Ik werp alle bitsigheid, welke in Londen zoo vaak mijne bewondering is komen vergallen, ter zijde, en ik word weêr een gemoedelijk mensch, vooral als ik Kew bezoek met zijn bloemen-rijkdom, parken, museums, vijvers, hooge boomen - met zijn paleis, waar George III, verre van het gewoel der wereldstad, zijne koninklijke afstammelingen deed opvoeden en er zelf dikwijls kwam vertoeven, terwijl Pitt de de wereld regeerde en Fox, Sheridan en Burke den roem der engelsche tribune verhoogden. Daar op dat terras heeft zijn oudste zoon, George IV, als kind gespeeld, over wiens leven zoo menige donkere schaduw werd geworpen....
Richmond met zijn schilderachtig park is mij het liefste; ook Hampton-Court? - neen, daar komt de booze geest weêr in mij op; want hier zit mij andermaal het alles bedervende kunstmatige op de hielen. Hier zie ik fijn geschoren heggen; dreven, lijnrecht als een liniaal; gefriseerde priëeltjes, grasvlakten zoo effen, zoo keurig geplooid als een tafelkleed; vijvers, zoo rond als een lampetkan of een scheerbekken; - neen, dat kunstmatige, dat stijve in de natuur maakt op mij een zeer onaangenamen indruk, en ik zag dat de koninklijke handen hier het koninklijke werk van den Schepper vreeselijk hadden verknoeid. Ik vlucht het gebouw in, altijd hopende de gewenschte rust te vinden; doch dáár werd de gal nog erger ontstoken bij het zien van eene reeks kunstelooze schilderijen, even slecht als in de galerijen van Versailles, welke men onbeschaamd als het werk onzer groote vlaamsche en nederlandsche meesters durft prijzen. Dat lustverblijf der engelsche vorsten is een grafkelder. Geesten en schimmen kunnen er ronddwalen - levende, gekroonde opvolgers komen er niet meer.

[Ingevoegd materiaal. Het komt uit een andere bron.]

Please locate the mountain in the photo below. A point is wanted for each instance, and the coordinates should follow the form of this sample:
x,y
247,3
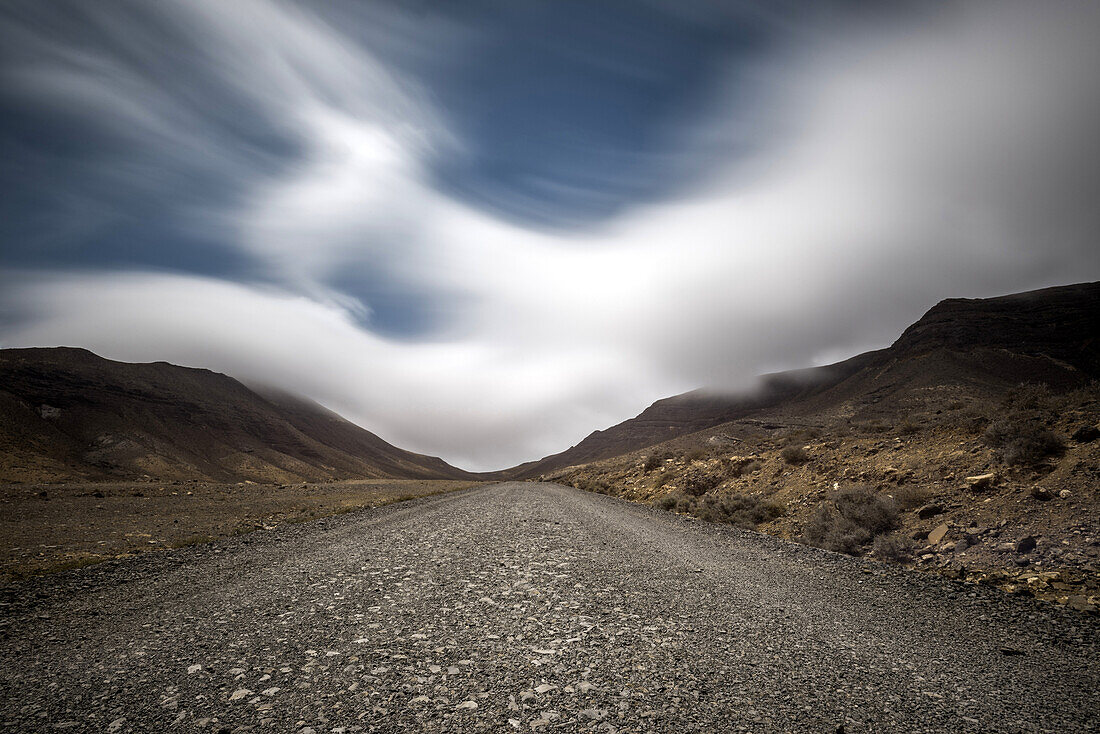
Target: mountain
x,y
980,344
67,414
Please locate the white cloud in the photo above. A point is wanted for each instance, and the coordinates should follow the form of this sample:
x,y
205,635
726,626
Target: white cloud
x,y
947,157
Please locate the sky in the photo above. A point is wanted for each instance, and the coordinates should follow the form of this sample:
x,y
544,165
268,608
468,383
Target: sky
x,y
483,229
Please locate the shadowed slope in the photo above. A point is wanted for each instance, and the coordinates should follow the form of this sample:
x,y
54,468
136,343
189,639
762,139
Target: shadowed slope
x,y
68,414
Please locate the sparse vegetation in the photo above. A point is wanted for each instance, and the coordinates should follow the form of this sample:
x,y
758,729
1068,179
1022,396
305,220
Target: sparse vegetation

De pracht heeft er tamelijk geleden; 't is hier vervallen grootheid. De verf is ontkleurd, het verguldsel heeft veel van zijnen glans verloren; de tapisserieën zijn niet meer frisch - kortom, Hampton-Court deed op mij het effekt alsof ik eene coquette zag van voor een paar eeuwen, wier kleed verkleurd is, wier kanten geel geworden en verscheurd zijn, wier wang niet meer geblanket, wier haar niet meer gepoederd is, - die daar nog stijf en statig neêrzit als eene curiositeit, omringd door de verlepte sieraden van haren tijd.
Neen, ik moet de vrije en wilde natuur genieten. Hoe verre ik voortliep, hoe verre ik dwaalde weet ik niet; ik had geen haast en nog een goed deel van den dag te verteren. Ik bereikte eindelijk eene heuvelachtige plaats, van waar men een allerheerlijkst gezicht op den omtrek heeft. Voor mij zag ik een prachtig landschap; de hoogten en laagten, in breede golvingen geteekend, waren met groen overdekt - met een loover, rijk in tinten en kleuren; hier heldere punten, daar donkere vakken; hier bruin, daar geel of weêr donker-rood, naar gelang de zon haren glans over de vlakte wierp, of achter de wolken weg schuilde.
Het was daar zoo echt dichterlijk, dat ik er uren lang had willen vertoeven en het panorama zien, des morgens bij het aanbreken des dags, des avonds bij eene ondergaande zon, des nachts door den zilverigen glans der maan beschenen. Het was de herhaling van 't geen ik weinige dagen te voren gezien had, van uit de bibliotheek en het kabinet van H.M. koningin Victoria, te Windsor - een landschap, dat mij meer geboeid had dan al het fluweel, goud en purper, die in het kabinet zoo oogverblindend zijn ten toon gespreid.
Nu genoot ik het gezicht vrij en ongehinderd, zonder vrees van keurige tapijten te bezoedelen, zonder het achterdochtig oog der roode livreibedienden, die u nazien alsof ge geheel Windsor in uw vestzak zocht weg te smokkelen, zonder dat trappist-achtige opschrift, hetwelk hier en daar was opgehangen: ga zwijgend door, alsof de klank onzer stem den langdurigen rouw der koninklijke weduwe zou gestoord hebben.....
De horizon was door een zilverig blauwen nevel beperkt, in welken zich hier en daar de donkere silhouët van eenen toren verhief. Achter en bezijden strekte zich een bosch uit, met stokoude stammen, wijd uitgespreide takken en altijd gonzende toppen.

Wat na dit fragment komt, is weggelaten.